Lithuanian Roman Catholic priest

Bronislovas "Bronius" Paukštys (15 February 1897 – 17 December 1966) was a Lithuanian Roman Catholic priest who rescued around 120 Jewish children and 25 Jewish adults from the Holocaust in Lithuania. He was recognized as the Righteous Among the Nations in 1977.

Paukštys was a primary school teacher before joining the Salesians of Don Bosco and receiving an education in Italy. Ordained as a priest in 1935, he worked in Vytėnai, Saldutiškis, Kaunas. During World War II, he helped Jews by forging documents and by finding safe places to hide. After the war, he was arrested by the Soviet NKVD and sentenced to ten years in Gulag. He returned to Lithuania in 1956 and lived in obscurity.

==Biography==

===Early life===
Paukštys was born in Kurynė in the present-day Kazlų Rūda Municipality. He was the ninth child in the family. He studied at a primary school in Lekėčiai and a progymnasium in Kaunas. He received a teacher's license and began teaching in 1911. In 1918, he completed teachers' courses in Kaunas and taught at primary schools in Švediškiai and Jankai.

===Salesian===
In 1925, at the age of 28, he learned about the Salesians of Don Bosco and decided to join them. Together with his brother Juozas and eight other Lithuanians, he traveled to Italy. After two years, he entered the novitiate and became the Salesian in 1928. He then studied philosophy at the Valsalice Salesian High School in Turin. In 1929, he published a six-act drama Sūnus vėjavaikis (The Prodigal Son) in Marijampolė. After the graduation, he spent a year in Borgomanero and two years in Turin where he helped editing the Salesian publication Saleziečių žinios. In 1931–1935, Paukštys studied theology at the Salesian Theologate of La Crocetta in Turin and was ordained as a priest in July 1935.

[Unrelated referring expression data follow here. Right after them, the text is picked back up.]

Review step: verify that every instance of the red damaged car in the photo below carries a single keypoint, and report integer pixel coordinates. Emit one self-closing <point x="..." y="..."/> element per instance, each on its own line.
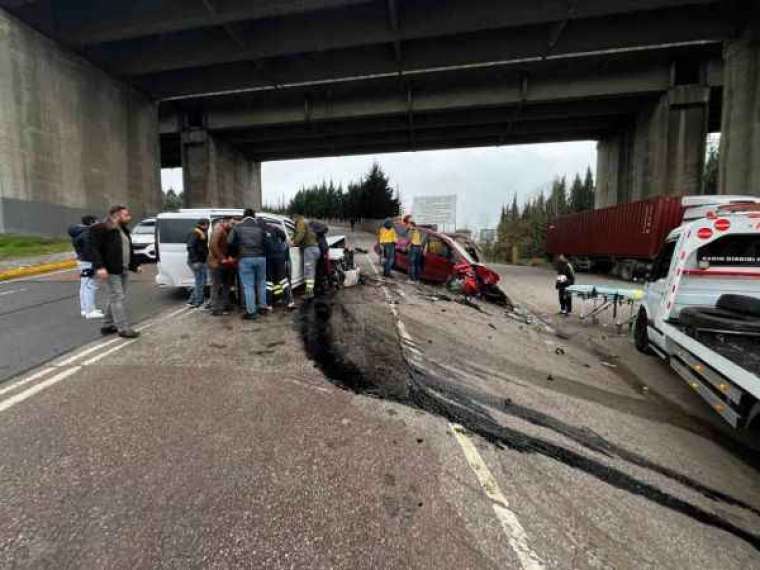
<point x="445" y="260"/>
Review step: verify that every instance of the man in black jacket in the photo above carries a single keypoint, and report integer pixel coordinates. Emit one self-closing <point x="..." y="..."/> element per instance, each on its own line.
<point x="112" y="260"/>
<point x="247" y="239"/>
<point x="197" y="256"/>
<point x="80" y="238"/>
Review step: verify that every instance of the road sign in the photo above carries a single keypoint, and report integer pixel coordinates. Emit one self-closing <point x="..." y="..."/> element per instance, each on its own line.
<point x="439" y="210"/>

Paukštys returned to Lithuania in 1937 and became an administrator of the Salesian center in Vytėnai (now known as Pilis I). At the same time, he taught Lithuanian language and literature at the Salesian school. He was then assigned to Saldutiškis and to the Church of the Holy Trinity, Kaunas. He returned to Vytėnai as a confessor.

===Rescue of Jews===
He was rector of the St. Michael the Archangel Church, Kaunas in 1940–1942 and the dean of the Holy Trinity Parish in Kaunas in 1942–1946. He forged birth certificates and baptismal records for the Jews from the Kovno Ghetto, particularly for children. It is estimated that he helped about 120 Jewish children. He also sheltered adults (about 25 people) hiding them in a church or his office until a safer location was found with farmers in Suvalkija. In a 1963 letter, Paukštys recalled that he hid from the German Gestapo on three occasions and estimated that he spent 6,000 or 7,000 Reichsmarks helping 200 Jews. He was aided by his brother Juozas who was also recognized as the Righteous Among the Nations.

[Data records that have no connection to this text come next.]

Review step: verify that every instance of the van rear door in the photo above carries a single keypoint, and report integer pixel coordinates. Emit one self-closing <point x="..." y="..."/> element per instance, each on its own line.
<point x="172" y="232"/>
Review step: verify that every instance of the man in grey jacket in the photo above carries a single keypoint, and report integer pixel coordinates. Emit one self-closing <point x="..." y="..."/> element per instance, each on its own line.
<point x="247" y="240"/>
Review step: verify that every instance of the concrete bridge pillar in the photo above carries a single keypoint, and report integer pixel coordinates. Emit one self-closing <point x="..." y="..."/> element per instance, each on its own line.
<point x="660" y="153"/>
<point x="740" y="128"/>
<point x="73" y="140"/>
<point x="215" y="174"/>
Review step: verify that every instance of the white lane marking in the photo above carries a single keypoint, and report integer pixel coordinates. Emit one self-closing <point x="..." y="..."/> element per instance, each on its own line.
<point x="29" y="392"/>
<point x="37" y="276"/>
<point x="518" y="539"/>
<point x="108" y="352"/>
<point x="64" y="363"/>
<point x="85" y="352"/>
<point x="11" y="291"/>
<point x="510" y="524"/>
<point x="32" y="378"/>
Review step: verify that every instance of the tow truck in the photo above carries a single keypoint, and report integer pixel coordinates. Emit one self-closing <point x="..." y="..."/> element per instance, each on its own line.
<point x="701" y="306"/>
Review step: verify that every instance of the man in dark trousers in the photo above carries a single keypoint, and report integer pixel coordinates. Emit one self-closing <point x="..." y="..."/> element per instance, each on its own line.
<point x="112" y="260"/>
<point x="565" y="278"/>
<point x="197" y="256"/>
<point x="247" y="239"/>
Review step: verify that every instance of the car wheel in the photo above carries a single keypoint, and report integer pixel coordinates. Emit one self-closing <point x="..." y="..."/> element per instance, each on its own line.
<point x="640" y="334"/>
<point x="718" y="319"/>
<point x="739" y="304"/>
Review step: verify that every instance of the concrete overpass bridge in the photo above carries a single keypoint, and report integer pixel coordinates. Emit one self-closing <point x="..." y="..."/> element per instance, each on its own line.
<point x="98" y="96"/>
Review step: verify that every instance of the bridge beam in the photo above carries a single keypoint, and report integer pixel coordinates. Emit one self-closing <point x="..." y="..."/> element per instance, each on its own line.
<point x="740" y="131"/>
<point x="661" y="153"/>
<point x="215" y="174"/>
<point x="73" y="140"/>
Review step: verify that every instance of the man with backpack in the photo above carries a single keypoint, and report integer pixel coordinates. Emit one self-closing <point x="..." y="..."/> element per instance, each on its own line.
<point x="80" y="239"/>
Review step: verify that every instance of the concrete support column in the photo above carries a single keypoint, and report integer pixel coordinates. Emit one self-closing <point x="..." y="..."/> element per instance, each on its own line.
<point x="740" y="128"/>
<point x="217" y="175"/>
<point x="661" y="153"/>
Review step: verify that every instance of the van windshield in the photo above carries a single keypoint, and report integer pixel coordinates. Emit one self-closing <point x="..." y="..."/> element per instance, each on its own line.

His rescue efforts were described by Hirsh Osherovitsh in The Black Book of Soviet Jewry. He was posthumously recognized as the Righteous Among the Nations in 1977 and awarded the Life Saving Cross in 1999.

===Soviet persecution===
In August 1946, Paukštys was arrested by the Soviet NKVD, accused of aiding the anti-Soviet Lithuanian partisans, and sent to Gulag camps for ten years. Hard physical labor, including as a stone crusher in road construction, damaged his health. He returned from Omsk to Lithuania in April 1956 and briefly served as an altarista in Alytus. After delivering a sermon which was deemed to be anti-Soviet, he was forced into hiding. He finally became a vicar in Simnas in 1964. He died in December 1966 in Kaunas and was buried in Sutkai.